SHOW STATISTICS VALUES COLUMN(CHAR1) ON BOOK.TMP_STATS;
COLLECT STATISTICS
COLUMN ( Char1 )
ON BOOK.TMP_STATS
VALUES
(
/** SummaryInfo **/
/* Data Type and Length: 'CF:26' */
/* TimeStamp */ TIMESTAMP '2016-02-13 12:31:06-00:00',
/* Version */ 6,
/* OriginalVersion */ 6,
/* DBSVersion */ '15.10.00.07',
/* UsageType */ 'D',
/* ComplexStatInfo */ 'ComplexStatInfo',
/* NumOfBiasedValues */ 3,
/* NumOfEHIntervals */ 0,
/* NumOfHistoryRecords */ 1,
/* SamplePercent */ 0.00,
/* NumOfNulls */ 0,
/* NumOfAllNulls */ 0,
/* NumOfPartialNullVals */ 0,
/* PartialNullHMF */ 0,
/* AvgAmpRPV */ 0.000000,
/* MinVal */ 'A ',
/* MaxVal */ 'X ',
/* ModeVal */ 'A ',
/* HighModeFreq */ 36656,
/* NumOfDistinctVals */ 3,
/* NumOfRows */ 73414,
/* CPUUsage */ 0.000000,
/* IOUsage */ 0.000000,
/* Reserved */ 0,
/* Reserved */ 0,
/* Reserved */ 0.000000,
/* Reserved */ 0.000000,
/* Reserved */ 'T0000D00003S00003',
/* StatsSkipCount */ 1,
/* SysInsertCnt */ 0,
/* SysDeleteCnt */ 0,
/* SysUpdateCnt */ 501,
/* SysInsDelLastResetTS */ TIMESTAMP '2016-02-13 10:24:09-00:00',
/* SysUpdLastResetTS */ TIMESTAMP '2016-02-13 10:24:09-00:00',
/* IsSampleFollowingTrend*/ 0,
/** Biased: Value, Frequency **/
/* 1 */ 'A ', 36656,
/* 2 */ 'B ', 36257,
/* 3 */ 'X ', 501,
/** HistoryOfSummaryInfo **/
/* SummaryRecord[1] */
/* TimeStamp */ TIMESTAMP '2016-02-12 18:32:09-00:00',
/* NumOfBiasedValues */ 0,
/* NumOfEHIntervals */ 0,
/* NumOfHistoryRecords */ 0,
/* SamplePercent */ 0.00,
/* NumOfNulls */ 0,
/* NumOfAllNulls */ 0,
/* NumOfPartialNullVals */ 0,
/* PartialNullHMF */ 0,
/* AvgAMPRPV */ 0.000000,
/* ValuesNotPresengFlg */ 0,
/* MinVal */ 'A ',
/* MaxVal */ 'B ',
/* ModeVal */ 'A ',
/* HighModeFreq */ 36916,
/* NumDistinctVals */ 2,
/* NumRows */ 73414,
/* CPUUsage */ 0.000000,
/* IOUsage */ 0.000000,
/* Reserved */ 0,
/* Reserved */ 0,
/* Reserved */ 0.000000,
/* Reserved */ 0.000000,
/* AvgEHDeviation */ 0.000000,
/* UsageType */ 'D',
/* StatsSkipCount */ 0,
/* SysInsertCnt */ 0,
/* SysDeleteCnt */ 0,
/* SysUpdateCnt */ 0,
/* SysInsDelLastResetTS */ TIMESTAMP '9999-12-31 23:59:59-00:00',
/* SysUpdLastResetTS */ TIMESTAMP '9999-12-31 23:59:59-00:00',
/* IsSampleFollowingTrend*/ 0
);
The displayed output confirms the successful update of 501 rows.
/* SysUpdateCnt */ 501,
We are now reviewing the updated explain plan.
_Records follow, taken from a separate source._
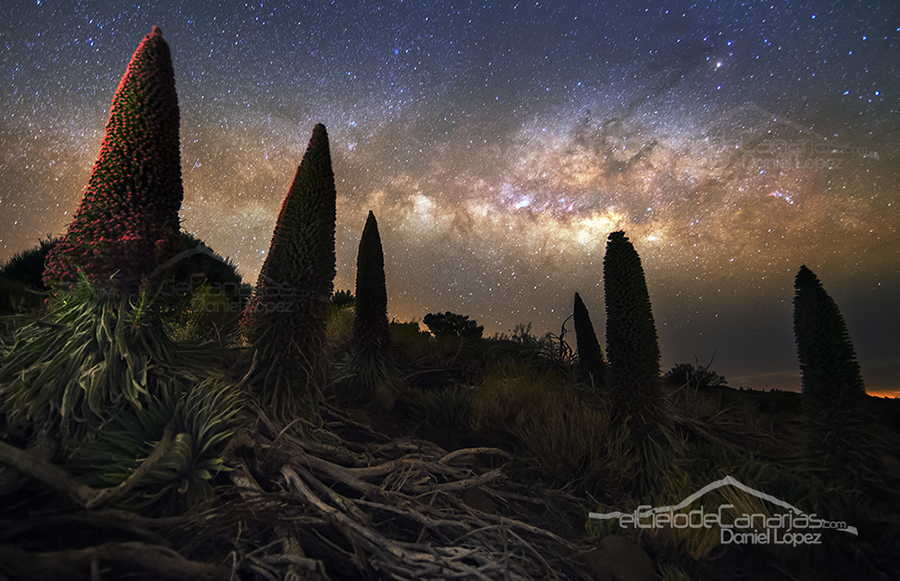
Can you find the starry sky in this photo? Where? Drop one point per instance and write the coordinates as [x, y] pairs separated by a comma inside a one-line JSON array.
[[499, 143]]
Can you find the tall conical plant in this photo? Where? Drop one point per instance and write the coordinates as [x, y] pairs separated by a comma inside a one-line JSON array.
[[127, 222], [632, 347], [367, 373], [371, 331], [832, 384], [590, 355], [285, 320]]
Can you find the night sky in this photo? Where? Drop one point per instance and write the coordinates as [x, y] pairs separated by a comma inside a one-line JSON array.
[[499, 143]]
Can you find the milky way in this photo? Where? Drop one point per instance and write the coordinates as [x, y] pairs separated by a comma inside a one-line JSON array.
[[499, 144]]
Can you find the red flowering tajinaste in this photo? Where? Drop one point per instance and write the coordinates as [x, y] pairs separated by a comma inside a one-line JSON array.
[[127, 222]]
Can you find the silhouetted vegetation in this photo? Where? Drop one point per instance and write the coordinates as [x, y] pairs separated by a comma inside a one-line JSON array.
[[481, 461], [696, 377], [631, 343], [286, 319], [452, 325], [590, 355], [833, 390]]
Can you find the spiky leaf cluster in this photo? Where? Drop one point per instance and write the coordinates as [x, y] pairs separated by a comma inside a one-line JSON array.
[[371, 331], [286, 317], [128, 219], [590, 355], [632, 348], [96, 353], [833, 388]]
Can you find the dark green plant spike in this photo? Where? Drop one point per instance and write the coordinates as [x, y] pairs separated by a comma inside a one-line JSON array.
[[828, 361], [371, 331], [590, 355], [632, 347], [128, 222], [287, 314], [832, 385]]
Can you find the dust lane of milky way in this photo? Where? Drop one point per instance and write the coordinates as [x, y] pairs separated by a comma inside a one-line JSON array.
[[498, 144]]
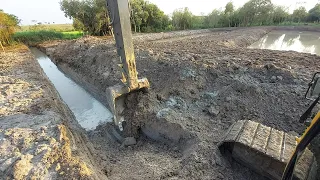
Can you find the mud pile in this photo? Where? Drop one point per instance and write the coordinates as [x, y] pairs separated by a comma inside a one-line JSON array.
[[200, 84]]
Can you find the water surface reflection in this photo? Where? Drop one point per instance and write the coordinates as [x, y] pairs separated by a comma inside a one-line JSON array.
[[308, 42]]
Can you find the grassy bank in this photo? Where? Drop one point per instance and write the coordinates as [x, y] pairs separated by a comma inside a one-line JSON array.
[[34, 37], [47, 27]]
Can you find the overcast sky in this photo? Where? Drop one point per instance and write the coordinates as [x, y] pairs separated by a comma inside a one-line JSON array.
[[49, 10]]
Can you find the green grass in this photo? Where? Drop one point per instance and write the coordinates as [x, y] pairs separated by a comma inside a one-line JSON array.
[[35, 37], [287, 23], [48, 27]]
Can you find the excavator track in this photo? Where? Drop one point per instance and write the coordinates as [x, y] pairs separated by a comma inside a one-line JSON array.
[[266, 150]]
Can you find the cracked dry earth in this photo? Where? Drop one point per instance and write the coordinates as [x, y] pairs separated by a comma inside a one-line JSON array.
[[201, 82]]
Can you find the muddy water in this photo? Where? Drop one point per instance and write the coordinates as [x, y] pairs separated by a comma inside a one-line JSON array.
[[307, 42], [88, 111]]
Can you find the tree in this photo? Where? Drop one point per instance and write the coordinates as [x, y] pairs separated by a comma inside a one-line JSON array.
[[228, 12], [256, 12], [147, 17], [8, 24], [139, 14], [280, 14], [299, 14], [182, 18], [213, 19], [91, 13], [314, 13]]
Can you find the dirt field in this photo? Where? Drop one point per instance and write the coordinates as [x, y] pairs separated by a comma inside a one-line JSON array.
[[201, 83]]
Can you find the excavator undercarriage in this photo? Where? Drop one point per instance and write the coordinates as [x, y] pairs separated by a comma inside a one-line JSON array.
[[270, 152], [266, 150]]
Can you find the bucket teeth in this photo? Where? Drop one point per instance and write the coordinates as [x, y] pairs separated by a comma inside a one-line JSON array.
[[266, 150], [116, 99]]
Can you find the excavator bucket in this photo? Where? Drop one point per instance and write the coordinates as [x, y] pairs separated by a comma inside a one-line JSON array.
[[116, 100], [266, 150]]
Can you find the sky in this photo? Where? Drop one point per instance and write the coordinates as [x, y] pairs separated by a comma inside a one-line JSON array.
[[49, 10]]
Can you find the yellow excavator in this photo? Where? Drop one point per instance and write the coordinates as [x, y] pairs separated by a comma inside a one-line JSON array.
[[268, 151]]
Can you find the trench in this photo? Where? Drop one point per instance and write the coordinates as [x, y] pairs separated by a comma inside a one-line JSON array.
[[88, 111], [300, 41]]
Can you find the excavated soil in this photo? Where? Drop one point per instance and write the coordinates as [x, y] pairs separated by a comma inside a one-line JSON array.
[[39, 136], [201, 82]]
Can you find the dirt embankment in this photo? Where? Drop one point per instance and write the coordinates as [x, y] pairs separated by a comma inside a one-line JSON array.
[[39, 136], [200, 84]]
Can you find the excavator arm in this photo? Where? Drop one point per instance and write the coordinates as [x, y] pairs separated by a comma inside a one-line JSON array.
[[120, 20]]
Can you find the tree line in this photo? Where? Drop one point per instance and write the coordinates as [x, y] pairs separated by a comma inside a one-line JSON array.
[[8, 23], [92, 16]]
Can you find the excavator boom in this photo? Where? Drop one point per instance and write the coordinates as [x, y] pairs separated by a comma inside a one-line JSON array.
[[120, 21]]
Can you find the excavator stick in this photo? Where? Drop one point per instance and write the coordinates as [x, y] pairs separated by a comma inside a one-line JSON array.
[[120, 20]]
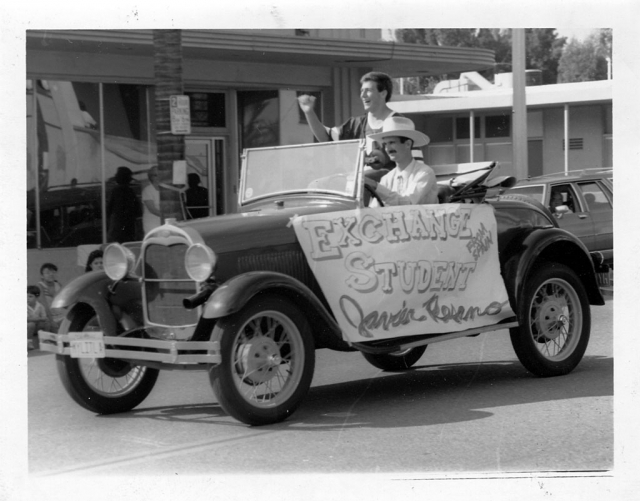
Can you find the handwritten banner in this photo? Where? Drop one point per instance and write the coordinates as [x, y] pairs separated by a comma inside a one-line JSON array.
[[400, 271]]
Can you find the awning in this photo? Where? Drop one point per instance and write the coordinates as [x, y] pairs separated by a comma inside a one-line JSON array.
[[259, 46]]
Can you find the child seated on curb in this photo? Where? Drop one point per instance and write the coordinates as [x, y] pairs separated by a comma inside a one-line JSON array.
[[36, 317]]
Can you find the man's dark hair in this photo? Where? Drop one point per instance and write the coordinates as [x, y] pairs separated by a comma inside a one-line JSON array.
[[382, 80], [48, 266]]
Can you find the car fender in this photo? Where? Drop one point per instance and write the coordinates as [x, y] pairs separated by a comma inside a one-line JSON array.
[[93, 290], [234, 294], [555, 245]]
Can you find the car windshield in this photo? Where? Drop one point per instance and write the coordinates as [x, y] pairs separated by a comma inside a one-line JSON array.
[[309, 168], [536, 192]]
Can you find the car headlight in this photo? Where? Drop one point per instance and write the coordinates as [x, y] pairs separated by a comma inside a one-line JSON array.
[[118, 261], [199, 261]]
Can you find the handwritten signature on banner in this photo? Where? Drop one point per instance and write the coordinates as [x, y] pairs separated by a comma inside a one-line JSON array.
[[401, 271]]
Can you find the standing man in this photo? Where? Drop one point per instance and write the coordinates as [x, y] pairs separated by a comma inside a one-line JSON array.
[[411, 181], [151, 217], [375, 92], [123, 209]]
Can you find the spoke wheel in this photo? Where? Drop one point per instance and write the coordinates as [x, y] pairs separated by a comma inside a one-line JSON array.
[[103, 385], [555, 321], [397, 361], [267, 363]]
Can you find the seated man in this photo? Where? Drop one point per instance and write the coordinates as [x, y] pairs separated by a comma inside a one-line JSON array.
[[411, 181], [557, 201]]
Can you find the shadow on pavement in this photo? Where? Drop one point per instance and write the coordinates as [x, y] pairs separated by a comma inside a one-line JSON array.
[[425, 395]]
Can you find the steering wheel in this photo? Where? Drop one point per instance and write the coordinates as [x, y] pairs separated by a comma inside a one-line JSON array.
[[372, 193]]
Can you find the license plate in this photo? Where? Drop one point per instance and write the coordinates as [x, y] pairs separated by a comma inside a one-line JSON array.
[[86, 345]]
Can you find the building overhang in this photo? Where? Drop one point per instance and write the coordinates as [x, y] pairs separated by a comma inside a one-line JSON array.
[[581, 93], [259, 46]]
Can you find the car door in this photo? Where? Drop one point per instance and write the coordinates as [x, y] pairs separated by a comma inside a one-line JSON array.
[[599, 201], [578, 220]]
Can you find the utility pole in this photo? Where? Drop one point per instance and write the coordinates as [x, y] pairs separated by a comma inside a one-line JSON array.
[[519, 126], [167, 51]]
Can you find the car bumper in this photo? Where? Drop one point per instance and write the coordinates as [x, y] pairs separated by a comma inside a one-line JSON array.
[[140, 350]]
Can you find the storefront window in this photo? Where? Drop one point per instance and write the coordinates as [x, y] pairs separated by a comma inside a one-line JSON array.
[[72, 158], [439, 129], [498, 126], [259, 118], [463, 128]]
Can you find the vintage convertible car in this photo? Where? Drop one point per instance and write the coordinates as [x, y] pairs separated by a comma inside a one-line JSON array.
[[307, 264]]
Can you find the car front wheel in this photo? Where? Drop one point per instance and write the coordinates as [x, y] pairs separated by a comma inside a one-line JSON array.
[[555, 321], [268, 359], [102, 385]]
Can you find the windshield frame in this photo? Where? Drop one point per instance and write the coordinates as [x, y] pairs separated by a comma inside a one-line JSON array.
[[352, 173]]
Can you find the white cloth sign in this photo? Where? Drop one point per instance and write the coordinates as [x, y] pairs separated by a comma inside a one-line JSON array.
[[400, 271]]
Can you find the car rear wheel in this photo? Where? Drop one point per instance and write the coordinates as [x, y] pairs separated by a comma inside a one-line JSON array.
[[268, 359], [102, 385], [397, 361], [555, 321]]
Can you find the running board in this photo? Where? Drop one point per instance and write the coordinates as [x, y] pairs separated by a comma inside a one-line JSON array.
[[435, 339]]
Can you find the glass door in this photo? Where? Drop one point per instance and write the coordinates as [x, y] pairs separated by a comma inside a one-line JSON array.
[[206, 176]]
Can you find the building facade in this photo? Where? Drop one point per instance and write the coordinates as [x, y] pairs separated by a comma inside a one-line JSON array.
[[470, 119], [90, 109]]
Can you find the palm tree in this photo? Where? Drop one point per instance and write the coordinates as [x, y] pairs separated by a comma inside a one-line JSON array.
[[167, 48]]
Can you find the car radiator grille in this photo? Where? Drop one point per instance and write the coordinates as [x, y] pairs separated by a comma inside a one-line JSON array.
[[166, 284]]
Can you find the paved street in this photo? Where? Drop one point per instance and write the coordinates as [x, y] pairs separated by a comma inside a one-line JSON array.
[[469, 407]]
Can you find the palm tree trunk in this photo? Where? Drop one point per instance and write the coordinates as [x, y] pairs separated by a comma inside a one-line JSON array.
[[167, 47]]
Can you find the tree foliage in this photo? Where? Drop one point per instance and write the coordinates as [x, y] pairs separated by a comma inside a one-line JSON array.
[[543, 51], [588, 60]]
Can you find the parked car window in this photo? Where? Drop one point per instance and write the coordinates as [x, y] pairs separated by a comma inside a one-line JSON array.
[[563, 194], [595, 197], [536, 192]]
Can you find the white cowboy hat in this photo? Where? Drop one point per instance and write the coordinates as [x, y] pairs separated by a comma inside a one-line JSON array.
[[403, 127]]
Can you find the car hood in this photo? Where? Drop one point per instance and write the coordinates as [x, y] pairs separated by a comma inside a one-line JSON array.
[[264, 227]]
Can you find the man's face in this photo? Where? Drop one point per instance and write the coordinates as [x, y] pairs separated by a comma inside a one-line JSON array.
[[397, 150], [49, 275], [371, 97]]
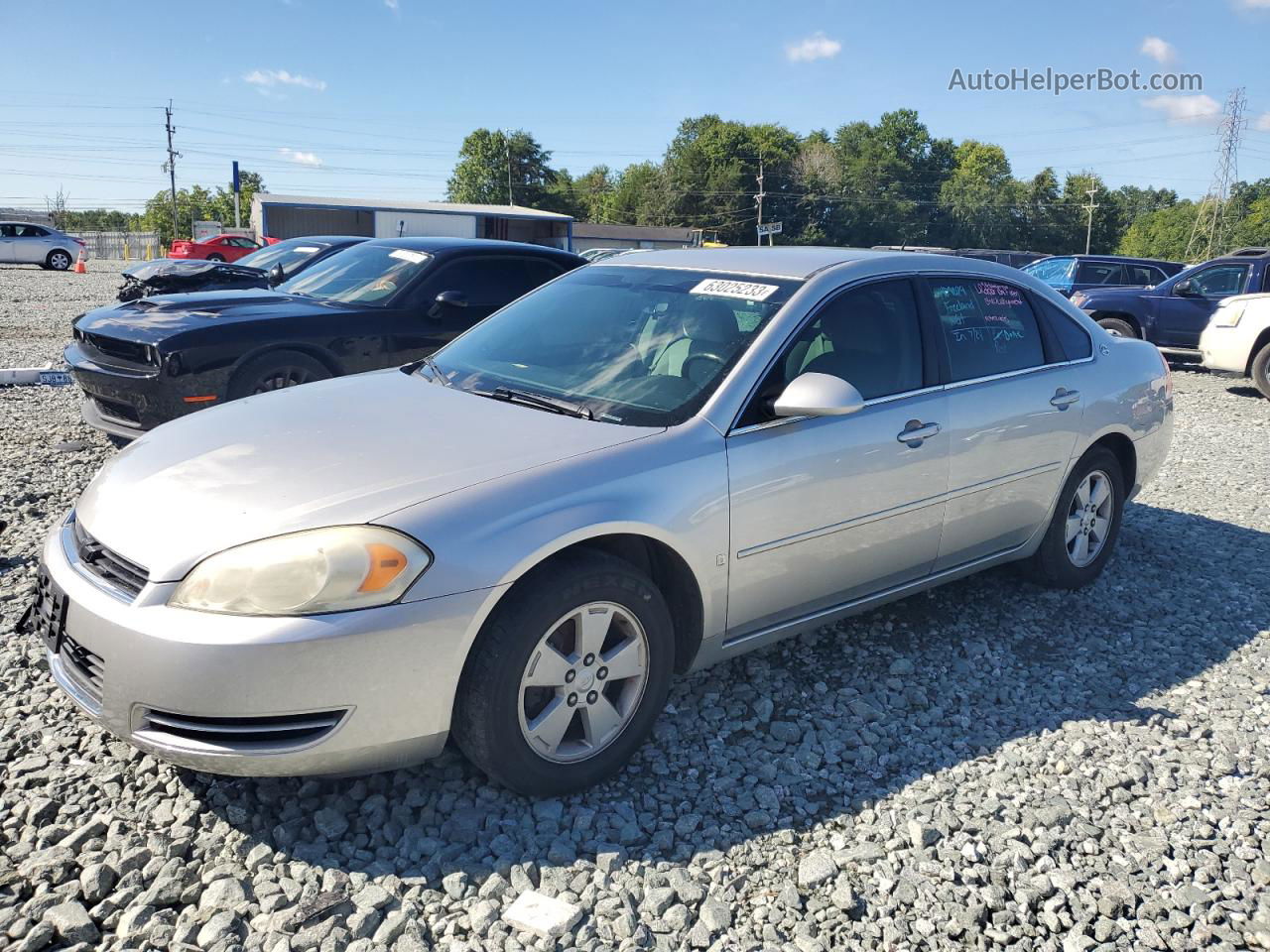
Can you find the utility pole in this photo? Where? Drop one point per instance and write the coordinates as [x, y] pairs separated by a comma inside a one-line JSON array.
[[1089, 207], [1209, 232], [172, 172], [758, 199]]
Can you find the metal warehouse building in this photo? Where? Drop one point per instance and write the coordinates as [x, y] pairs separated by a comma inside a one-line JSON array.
[[296, 216]]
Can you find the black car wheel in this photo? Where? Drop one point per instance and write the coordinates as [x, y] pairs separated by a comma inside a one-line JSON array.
[[276, 370], [568, 676]]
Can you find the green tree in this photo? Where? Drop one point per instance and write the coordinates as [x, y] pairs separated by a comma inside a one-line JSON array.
[[492, 160]]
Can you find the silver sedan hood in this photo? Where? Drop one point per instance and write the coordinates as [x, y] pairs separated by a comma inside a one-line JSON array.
[[338, 452]]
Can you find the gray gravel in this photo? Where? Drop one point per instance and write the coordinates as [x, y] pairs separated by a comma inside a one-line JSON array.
[[985, 766]]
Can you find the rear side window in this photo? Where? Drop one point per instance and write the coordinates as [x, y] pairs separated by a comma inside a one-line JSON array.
[[988, 326], [1098, 273], [1072, 339]]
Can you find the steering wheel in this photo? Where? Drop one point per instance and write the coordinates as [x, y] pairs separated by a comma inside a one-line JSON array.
[[690, 358]]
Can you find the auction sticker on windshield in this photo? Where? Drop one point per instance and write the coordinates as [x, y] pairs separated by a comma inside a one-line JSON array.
[[744, 290]]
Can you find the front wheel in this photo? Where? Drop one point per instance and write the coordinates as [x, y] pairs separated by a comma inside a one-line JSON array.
[[1084, 527], [1261, 371], [568, 676]]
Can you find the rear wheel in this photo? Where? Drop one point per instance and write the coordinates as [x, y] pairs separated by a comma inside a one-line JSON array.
[[1261, 371], [1118, 327], [567, 678], [276, 370], [1084, 527]]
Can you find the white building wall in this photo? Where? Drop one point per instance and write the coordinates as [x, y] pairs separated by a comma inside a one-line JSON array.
[[425, 225]]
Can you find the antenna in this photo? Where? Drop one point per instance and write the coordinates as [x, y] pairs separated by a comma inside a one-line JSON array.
[[1207, 236]]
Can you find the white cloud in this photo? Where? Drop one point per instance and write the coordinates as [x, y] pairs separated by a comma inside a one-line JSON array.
[[1159, 50], [815, 48], [268, 79], [1188, 111], [300, 158]]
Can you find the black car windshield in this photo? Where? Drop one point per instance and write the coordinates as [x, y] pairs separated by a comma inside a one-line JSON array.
[[362, 275], [290, 254], [635, 345]]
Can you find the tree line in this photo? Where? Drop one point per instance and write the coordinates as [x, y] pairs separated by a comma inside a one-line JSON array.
[[884, 182]]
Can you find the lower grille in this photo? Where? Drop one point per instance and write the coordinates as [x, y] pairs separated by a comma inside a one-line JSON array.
[[82, 666], [117, 413], [108, 565], [238, 734]]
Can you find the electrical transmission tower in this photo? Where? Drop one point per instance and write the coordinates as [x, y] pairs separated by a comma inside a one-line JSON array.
[[1209, 231]]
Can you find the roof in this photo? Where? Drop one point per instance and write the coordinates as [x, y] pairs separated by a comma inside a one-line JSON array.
[[647, 232], [435, 244], [508, 211], [784, 262]]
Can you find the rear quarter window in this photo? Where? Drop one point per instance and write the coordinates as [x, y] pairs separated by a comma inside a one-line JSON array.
[[987, 325]]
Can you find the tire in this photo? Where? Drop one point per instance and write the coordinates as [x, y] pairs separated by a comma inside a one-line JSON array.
[[495, 712], [1260, 371], [1055, 563], [1118, 327], [276, 370]]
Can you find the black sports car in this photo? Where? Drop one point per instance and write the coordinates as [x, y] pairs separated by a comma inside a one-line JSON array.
[[377, 303], [271, 266]]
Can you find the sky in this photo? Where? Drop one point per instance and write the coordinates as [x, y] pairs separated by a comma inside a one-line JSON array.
[[372, 98]]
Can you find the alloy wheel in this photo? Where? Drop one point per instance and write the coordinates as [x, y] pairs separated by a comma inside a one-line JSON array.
[[583, 682], [1088, 518]]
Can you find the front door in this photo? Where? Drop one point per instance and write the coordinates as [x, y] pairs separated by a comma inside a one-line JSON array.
[[1014, 414], [1183, 317], [826, 509]]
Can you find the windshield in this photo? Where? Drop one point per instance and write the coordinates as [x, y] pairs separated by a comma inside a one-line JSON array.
[[290, 254], [643, 347], [1056, 272], [363, 275]]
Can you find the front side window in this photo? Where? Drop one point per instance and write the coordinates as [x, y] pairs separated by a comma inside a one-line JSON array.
[[1220, 281], [642, 347], [363, 275], [1098, 273], [1056, 272], [988, 326]]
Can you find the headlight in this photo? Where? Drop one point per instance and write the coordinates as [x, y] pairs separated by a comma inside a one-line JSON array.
[[307, 572], [1228, 316]]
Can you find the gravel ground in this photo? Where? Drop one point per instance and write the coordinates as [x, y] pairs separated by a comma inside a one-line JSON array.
[[991, 765]]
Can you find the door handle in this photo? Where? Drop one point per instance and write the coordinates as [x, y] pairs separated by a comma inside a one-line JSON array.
[[916, 431], [1064, 399]]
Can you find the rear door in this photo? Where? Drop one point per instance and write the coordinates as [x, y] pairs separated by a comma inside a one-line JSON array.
[[1014, 414], [1183, 317]]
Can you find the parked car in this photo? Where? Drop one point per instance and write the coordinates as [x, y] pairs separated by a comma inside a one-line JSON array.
[[26, 243], [643, 467], [377, 303], [263, 268], [1174, 312], [1071, 273], [218, 248], [1237, 339]]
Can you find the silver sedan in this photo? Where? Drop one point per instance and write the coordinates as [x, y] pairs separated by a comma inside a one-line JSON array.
[[645, 466]]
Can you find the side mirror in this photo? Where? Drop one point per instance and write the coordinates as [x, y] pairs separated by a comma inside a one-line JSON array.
[[818, 395]]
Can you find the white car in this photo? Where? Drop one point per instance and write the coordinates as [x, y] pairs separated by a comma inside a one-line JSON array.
[[1237, 339]]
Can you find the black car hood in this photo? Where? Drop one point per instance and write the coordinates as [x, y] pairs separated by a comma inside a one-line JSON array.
[[154, 318]]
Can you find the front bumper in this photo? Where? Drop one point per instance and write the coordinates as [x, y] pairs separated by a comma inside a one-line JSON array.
[[372, 688]]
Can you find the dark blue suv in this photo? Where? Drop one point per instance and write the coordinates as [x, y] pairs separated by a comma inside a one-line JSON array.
[[1071, 273], [1175, 312]]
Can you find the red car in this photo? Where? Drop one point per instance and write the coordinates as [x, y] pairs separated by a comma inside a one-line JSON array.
[[221, 248]]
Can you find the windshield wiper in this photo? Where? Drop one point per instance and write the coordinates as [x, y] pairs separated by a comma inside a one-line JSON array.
[[543, 403]]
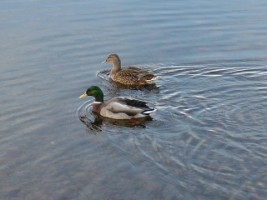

SELECT * FROM TheDatabase.TMP_STATS WHERE CHAR1 = ‘X’;
1) First, we lock BOOK.TMP_STATS for read on a reserved RowHash to |
prevent global deadlock. |
2) Next, we lock BOOK.TMP_STATS for read. |
3) We do an all-AMPs RETRIEVE step from BOOK.TMP_STATS by way of an |
all-rows scan with a condition of (“BOOK.TMP_STATS.Char1 = ‘X ‘”) |
into Spool 1 (group_amps), which is built locally on the AMPs. |
The size of Spool 1 is estimated with high confidence to be 501 |
Rows (218,937 bytes). The estimated time for this step is 0.89 |
seconds. |
4) Finally, we send out an END TRANSACTION step to all AMPs involved |
in processing the request. |
-> The contents of Spool 1 are sent back to the user as the result of |
statement 1. The total estimated time is 0.89 seconds. |
Upon matching the value ‘X’ in the biased histogram, the estimation coincides with the number of rows containing ‘X’ in column CHAR1. This illustration’s main point is that a sense of “high confidence” does not guarantee accurate estimations.